Dikisahkan, sepasang suami istri tinggal di Wawiyai Raja Ampat, tepatnya di Papua Barat. Seperti biasa, mereka pergi mencari makan setiap pagi. Saat mereka mencari makan, mereka menemukan 6 telur berukuran besar, yang berbeda dengan telur pada umumnya.
"Istri saya, coba lihat apa yang saya temukan."
"Hm... apa ini? Sepertinya telur"
"Ya, sepertinya ini adalah telur naga."
"Apa? Bisakah kita membawa telur ini ke rumah kita, suamiku?"
"Tentu saja kita bisa. Kita akan makan telur ini saat kita pulang nanti"

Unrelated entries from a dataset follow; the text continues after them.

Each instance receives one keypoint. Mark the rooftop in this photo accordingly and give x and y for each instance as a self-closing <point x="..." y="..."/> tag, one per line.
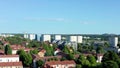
<point x="2" y="56"/>
<point x="60" y="62"/>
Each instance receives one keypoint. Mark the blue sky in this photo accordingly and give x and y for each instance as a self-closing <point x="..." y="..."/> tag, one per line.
<point x="60" y="16"/>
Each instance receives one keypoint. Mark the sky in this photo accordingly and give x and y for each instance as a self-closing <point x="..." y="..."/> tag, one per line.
<point x="60" y="16"/>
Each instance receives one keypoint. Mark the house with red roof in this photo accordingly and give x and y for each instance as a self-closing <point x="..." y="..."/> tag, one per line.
<point x="10" y="61"/>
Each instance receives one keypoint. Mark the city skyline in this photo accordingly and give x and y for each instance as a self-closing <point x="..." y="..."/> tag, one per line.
<point x="60" y="17"/>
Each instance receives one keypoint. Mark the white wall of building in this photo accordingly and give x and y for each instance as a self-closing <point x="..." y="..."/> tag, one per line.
<point x="77" y="39"/>
<point x="47" y="38"/>
<point x="113" y="41"/>
<point x="57" y="37"/>
<point x="73" y="38"/>
<point x="30" y="36"/>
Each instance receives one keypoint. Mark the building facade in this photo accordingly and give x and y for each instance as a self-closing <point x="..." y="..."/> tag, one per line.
<point x="113" y="41"/>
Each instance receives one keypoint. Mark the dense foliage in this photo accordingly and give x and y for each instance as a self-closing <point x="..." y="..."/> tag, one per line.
<point x="8" y="50"/>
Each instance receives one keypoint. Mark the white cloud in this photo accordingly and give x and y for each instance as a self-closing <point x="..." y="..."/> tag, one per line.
<point x="46" y="19"/>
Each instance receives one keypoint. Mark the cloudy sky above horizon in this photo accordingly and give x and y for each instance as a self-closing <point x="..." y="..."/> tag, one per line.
<point x="60" y="16"/>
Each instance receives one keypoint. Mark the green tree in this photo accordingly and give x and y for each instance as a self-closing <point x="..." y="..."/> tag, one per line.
<point x="110" y="64"/>
<point x="49" y="49"/>
<point x="66" y="50"/>
<point x="25" y="58"/>
<point x="110" y="55"/>
<point x="35" y="51"/>
<point x="8" y="50"/>
<point x="39" y="63"/>
<point x="83" y="61"/>
<point x="78" y="66"/>
<point x="99" y="50"/>
<point x="70" y="56"/>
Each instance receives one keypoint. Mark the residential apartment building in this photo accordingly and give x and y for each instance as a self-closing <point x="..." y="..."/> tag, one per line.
<point x="46" y="37"/>
<point x="30" y="36"/>
<point x="58" y="37"/>
<point x="10" y="61"/>
<point x="113" y="41"/>
<point x="77" y="39"/>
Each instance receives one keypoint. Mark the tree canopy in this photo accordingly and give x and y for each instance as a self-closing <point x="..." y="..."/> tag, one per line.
<point x="8" y="50"/>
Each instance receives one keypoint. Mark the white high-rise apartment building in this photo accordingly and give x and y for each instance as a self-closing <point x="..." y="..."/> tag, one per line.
<point x="46" y="38"/>
<point x="57" y="37"/>
<point x="80" y="39"/>
<point x="113" y="41"/>
<point x="73" y="38"/>
<point x="30" y="36"/>
<point x="77" y="39"/>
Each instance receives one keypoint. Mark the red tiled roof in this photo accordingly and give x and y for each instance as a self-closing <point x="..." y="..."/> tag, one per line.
<point x="17" y="47"/>
<point x="36" y="57"/>
<point x="11" y="64"/>
<point x="60" y="62"/>
<point x="9" y="56"/>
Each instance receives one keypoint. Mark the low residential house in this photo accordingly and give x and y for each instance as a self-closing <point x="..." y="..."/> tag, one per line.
<point x="9" y="58"/>
<point x="10" y="61"/>
<point x="41" y="53"/>
<point x="60" y="64"/>
<point x="99" y="58"/>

Ujung-ujungnya, pasangan suami istri tersebut langsung memasukkan telur-telur tersebut ke dalam kantong, membawanya pulang untuk dimasak. Sesampai di rumah, istri langsung menyiapkan campuran bumbu masak telur, dengan bantuan suami. Saat mereka akan menyiapkan bumbu, mereka mendengar sesuatu.
"Istri saya, apakah Anda mendengar suara dari meja depan?"
"Oh... iya suamiku. Aku mendengarnya. Uhh... coba kamu cek dulu."
Ketika sang suami mencari asal muasal suara tersebut, ia terkejut melihat bahwa kelima telur tersebut telah menetas, dan berwujud empat anak laki-laki dan satu perempuan, sedangkan satu telur lagi telah mengeras seperti batu.
"Hah! Telur itu menetas menjadi manusia…!? Istriku, lihat ke sini!"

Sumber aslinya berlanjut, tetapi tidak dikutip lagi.